How does the EDF suggest flood risk should be mitigated?
The EDF considered four scenarios to show how stakeholders and policymakers can tackle climate change-related flood risk, and their impacts. They were: ‘business-as-usual’, ‘market crash’, ‘damage reduction’, and ‘soft landing’.
In ‘business-as-usual’, lower risk reduction and higher total costs, combining with a lack of reflecting on the potential risk in housing prices, and wider spreading of costs related to flooding, such as higher NFIP premiums, across all homeowners, regardless of whether they are in a flood-prone zone. Stakeholders ignore the financial effects of flooding and, if no additional public finance mitigation plans are put in place, the housing bubble in flood-prone areas inflates further.

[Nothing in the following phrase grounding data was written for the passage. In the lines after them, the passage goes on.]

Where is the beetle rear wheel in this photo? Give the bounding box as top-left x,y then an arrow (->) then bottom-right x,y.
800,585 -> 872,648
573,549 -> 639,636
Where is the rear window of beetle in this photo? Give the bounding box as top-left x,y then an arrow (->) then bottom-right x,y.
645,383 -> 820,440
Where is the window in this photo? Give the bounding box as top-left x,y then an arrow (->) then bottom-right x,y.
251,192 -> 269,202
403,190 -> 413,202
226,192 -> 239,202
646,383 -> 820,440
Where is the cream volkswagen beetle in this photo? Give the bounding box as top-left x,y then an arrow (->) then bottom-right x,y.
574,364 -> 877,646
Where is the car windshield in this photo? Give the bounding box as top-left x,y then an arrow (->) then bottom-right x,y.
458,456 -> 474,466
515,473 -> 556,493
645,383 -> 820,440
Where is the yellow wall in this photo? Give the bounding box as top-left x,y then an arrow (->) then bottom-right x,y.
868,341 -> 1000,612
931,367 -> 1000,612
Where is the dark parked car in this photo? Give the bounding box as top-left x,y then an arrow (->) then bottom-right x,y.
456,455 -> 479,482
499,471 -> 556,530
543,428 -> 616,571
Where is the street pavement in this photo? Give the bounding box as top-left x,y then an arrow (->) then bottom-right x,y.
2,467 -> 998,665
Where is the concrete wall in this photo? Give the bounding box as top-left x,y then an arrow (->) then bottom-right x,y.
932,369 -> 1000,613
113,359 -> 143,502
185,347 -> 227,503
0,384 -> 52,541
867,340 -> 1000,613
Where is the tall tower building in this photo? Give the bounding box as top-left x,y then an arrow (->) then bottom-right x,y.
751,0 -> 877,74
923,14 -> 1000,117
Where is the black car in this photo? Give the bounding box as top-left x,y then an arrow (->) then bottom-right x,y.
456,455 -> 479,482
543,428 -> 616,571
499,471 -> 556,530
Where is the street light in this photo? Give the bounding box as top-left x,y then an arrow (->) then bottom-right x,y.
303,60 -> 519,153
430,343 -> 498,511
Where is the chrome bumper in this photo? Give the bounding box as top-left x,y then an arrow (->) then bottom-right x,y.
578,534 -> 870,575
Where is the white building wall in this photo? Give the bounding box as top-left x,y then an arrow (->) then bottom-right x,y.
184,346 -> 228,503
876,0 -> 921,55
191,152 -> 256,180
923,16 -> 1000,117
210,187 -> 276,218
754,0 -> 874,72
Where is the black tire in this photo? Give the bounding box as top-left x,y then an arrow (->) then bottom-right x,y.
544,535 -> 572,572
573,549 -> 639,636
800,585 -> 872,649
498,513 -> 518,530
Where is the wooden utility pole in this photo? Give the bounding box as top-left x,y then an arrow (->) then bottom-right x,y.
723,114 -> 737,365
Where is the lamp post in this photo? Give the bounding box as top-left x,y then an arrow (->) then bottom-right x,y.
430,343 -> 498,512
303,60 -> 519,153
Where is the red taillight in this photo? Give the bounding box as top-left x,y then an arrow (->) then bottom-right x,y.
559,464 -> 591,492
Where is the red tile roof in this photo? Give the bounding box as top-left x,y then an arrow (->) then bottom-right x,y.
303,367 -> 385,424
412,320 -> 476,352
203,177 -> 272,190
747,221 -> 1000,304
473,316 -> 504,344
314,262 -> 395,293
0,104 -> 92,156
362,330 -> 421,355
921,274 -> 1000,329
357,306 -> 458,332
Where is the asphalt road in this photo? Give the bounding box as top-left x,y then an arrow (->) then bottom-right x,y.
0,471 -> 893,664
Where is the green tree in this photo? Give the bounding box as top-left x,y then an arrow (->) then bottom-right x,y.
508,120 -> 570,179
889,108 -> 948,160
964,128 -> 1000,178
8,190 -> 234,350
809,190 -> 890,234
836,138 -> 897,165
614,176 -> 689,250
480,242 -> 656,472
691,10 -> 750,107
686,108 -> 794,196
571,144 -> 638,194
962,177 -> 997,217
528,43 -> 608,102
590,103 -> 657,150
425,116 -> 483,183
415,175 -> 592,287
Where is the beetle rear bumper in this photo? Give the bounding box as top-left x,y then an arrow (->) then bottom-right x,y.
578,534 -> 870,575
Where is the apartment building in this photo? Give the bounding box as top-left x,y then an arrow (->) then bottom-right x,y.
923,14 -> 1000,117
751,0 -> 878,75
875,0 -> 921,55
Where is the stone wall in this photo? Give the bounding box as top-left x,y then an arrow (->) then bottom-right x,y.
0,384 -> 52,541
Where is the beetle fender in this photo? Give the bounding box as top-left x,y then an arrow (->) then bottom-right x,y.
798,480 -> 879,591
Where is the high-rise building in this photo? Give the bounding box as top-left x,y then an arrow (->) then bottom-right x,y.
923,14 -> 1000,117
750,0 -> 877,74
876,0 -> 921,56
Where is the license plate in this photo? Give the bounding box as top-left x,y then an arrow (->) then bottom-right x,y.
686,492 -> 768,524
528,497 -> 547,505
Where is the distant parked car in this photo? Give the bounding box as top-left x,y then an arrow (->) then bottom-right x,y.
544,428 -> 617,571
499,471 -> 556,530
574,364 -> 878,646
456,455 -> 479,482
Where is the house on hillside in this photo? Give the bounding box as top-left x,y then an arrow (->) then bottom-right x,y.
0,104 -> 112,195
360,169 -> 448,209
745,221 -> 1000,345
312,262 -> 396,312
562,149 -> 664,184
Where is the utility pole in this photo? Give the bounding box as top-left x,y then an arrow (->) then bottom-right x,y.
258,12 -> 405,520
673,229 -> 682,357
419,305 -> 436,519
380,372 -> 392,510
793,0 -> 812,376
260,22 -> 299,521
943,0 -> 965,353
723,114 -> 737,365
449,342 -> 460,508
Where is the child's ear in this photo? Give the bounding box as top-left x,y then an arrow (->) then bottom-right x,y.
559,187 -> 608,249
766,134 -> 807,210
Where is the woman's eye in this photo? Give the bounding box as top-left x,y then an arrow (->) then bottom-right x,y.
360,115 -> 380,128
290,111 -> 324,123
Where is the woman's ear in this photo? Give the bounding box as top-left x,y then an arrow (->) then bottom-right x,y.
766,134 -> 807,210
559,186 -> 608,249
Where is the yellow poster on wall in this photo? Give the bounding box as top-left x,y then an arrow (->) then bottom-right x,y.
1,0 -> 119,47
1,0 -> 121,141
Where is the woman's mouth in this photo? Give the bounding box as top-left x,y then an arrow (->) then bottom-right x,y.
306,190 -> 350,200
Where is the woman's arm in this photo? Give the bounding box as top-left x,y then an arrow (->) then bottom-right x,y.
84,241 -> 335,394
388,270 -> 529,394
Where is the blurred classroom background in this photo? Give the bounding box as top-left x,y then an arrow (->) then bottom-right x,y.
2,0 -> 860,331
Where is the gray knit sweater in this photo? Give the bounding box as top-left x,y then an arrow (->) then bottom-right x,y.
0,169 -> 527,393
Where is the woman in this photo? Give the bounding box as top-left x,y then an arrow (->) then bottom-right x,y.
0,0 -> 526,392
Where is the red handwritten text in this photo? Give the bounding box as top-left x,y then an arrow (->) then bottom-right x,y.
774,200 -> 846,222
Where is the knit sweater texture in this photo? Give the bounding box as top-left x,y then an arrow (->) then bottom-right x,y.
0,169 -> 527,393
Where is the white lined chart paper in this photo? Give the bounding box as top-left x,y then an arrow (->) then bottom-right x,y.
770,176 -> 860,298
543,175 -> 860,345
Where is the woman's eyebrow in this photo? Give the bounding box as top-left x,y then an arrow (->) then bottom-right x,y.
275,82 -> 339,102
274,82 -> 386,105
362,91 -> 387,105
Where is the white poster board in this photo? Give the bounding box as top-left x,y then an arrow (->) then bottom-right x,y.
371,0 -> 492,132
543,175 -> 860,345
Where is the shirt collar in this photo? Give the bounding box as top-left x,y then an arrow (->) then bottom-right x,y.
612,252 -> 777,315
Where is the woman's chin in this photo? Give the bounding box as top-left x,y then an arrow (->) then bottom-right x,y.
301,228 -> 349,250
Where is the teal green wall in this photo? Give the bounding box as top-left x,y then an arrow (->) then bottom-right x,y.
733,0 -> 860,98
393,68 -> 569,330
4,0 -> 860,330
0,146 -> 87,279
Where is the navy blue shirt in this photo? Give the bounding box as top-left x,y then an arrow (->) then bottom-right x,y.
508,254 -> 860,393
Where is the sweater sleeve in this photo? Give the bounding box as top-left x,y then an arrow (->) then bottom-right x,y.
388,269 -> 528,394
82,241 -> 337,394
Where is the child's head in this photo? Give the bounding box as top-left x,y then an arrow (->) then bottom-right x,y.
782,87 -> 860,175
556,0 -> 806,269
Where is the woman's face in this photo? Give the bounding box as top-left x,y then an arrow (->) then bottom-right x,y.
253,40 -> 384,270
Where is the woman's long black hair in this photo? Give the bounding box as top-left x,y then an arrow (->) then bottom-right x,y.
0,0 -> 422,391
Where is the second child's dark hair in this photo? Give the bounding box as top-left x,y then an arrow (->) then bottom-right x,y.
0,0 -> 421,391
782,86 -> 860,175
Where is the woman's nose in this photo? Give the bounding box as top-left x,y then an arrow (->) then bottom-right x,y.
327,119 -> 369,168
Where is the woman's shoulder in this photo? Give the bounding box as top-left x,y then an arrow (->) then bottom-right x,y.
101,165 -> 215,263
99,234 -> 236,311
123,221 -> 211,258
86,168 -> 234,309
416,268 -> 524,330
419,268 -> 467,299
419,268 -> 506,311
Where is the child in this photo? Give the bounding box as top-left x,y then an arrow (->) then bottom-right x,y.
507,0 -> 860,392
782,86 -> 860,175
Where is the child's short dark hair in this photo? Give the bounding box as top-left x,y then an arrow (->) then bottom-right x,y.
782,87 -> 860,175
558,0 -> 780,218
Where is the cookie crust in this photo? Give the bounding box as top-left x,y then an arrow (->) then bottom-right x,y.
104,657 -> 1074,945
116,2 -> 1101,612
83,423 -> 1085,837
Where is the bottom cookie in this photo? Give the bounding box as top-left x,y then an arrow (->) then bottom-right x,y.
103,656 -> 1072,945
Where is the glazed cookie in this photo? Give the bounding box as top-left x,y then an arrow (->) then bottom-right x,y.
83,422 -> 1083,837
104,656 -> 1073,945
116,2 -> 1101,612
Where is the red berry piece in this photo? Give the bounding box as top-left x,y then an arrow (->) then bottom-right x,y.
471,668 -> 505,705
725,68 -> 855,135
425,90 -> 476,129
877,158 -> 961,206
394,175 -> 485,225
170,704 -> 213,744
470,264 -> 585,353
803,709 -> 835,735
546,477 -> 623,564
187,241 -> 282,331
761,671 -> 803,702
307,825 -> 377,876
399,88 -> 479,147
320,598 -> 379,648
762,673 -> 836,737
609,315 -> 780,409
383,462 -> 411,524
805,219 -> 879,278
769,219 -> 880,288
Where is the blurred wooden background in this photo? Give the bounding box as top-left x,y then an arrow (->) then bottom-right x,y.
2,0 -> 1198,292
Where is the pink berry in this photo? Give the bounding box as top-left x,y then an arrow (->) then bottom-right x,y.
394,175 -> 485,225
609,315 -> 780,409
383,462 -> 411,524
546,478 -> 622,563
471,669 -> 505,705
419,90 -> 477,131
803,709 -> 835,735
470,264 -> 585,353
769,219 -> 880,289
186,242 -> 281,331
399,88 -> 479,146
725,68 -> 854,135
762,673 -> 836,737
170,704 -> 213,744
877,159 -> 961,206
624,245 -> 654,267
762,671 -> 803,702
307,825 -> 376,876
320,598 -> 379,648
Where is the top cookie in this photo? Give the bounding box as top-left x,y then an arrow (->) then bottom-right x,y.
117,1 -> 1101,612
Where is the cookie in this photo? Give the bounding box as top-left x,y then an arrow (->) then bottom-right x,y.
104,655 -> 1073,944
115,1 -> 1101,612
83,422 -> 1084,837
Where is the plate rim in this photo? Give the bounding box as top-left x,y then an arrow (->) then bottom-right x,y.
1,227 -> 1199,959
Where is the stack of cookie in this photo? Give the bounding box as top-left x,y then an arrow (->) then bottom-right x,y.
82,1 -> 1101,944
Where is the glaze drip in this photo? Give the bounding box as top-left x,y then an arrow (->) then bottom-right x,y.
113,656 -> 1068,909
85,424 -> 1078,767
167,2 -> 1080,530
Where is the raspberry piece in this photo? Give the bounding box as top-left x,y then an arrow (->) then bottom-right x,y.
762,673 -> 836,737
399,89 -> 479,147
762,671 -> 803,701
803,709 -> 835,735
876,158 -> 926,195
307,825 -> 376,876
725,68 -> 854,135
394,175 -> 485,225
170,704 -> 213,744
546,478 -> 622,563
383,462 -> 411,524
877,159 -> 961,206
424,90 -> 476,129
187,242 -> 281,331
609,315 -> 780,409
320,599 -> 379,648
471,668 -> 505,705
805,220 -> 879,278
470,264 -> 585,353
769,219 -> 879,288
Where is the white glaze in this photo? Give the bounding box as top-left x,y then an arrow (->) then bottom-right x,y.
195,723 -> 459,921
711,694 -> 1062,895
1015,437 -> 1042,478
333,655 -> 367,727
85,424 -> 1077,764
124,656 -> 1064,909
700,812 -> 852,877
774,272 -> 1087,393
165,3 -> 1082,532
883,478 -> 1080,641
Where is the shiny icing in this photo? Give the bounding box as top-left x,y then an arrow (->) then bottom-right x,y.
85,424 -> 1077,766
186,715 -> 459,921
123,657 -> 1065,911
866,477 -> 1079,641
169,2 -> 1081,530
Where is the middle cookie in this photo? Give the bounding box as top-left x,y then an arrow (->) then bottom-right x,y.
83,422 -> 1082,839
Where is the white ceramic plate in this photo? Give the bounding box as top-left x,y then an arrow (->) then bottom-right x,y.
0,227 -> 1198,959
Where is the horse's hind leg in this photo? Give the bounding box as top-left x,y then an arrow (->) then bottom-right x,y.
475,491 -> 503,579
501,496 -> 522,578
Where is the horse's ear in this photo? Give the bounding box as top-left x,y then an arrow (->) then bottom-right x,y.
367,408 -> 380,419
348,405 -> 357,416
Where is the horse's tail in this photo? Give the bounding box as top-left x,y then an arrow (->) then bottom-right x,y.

‘Market crash’ differs from the above scenario if there is a greater reflection of flood risk in the value of a property and, rather than being spread system-wide, there is a higher localisation of costs. Of flood risk and higher internationalisation of costs. Here, flood incidents cause a rapid shift in public and stakeholder perceptions, leading to a sudden decline in prices, increase in insurance premiums, mortgage defaults and losses to homeowners and local governments.
‘Damage reduction’ is achieved when there is a greater reduction of risks and total costs, although flood risks are not properly reflected in property prices and the system bears more of the resulting costs. While in this scenario there is potential to reduce the level of overvaluation of properties, there are still risks of continued building and development in flood-prone zones.
The ‘soft launch’ scenario combined increased risk reduction, lower total costs, a better reflection of flood risk in house prices, and higher internalisation of costs. Policy and stakeholders make decisions that incentivise homeowners on mitigation actions, while gradually differentiating high flood-risk properties by their insurance premiums and mortgage rates.
“The risk of overvaluation is higher in lower-income communities. For many people, their most valuable asset is their home. We need policy approaches that improve the transparency of climate risk in markets while also providing increased support and protection for frontline communities,” concluded Dr Carolyn Kousky, associate vice president at the EDF and co-author of the study.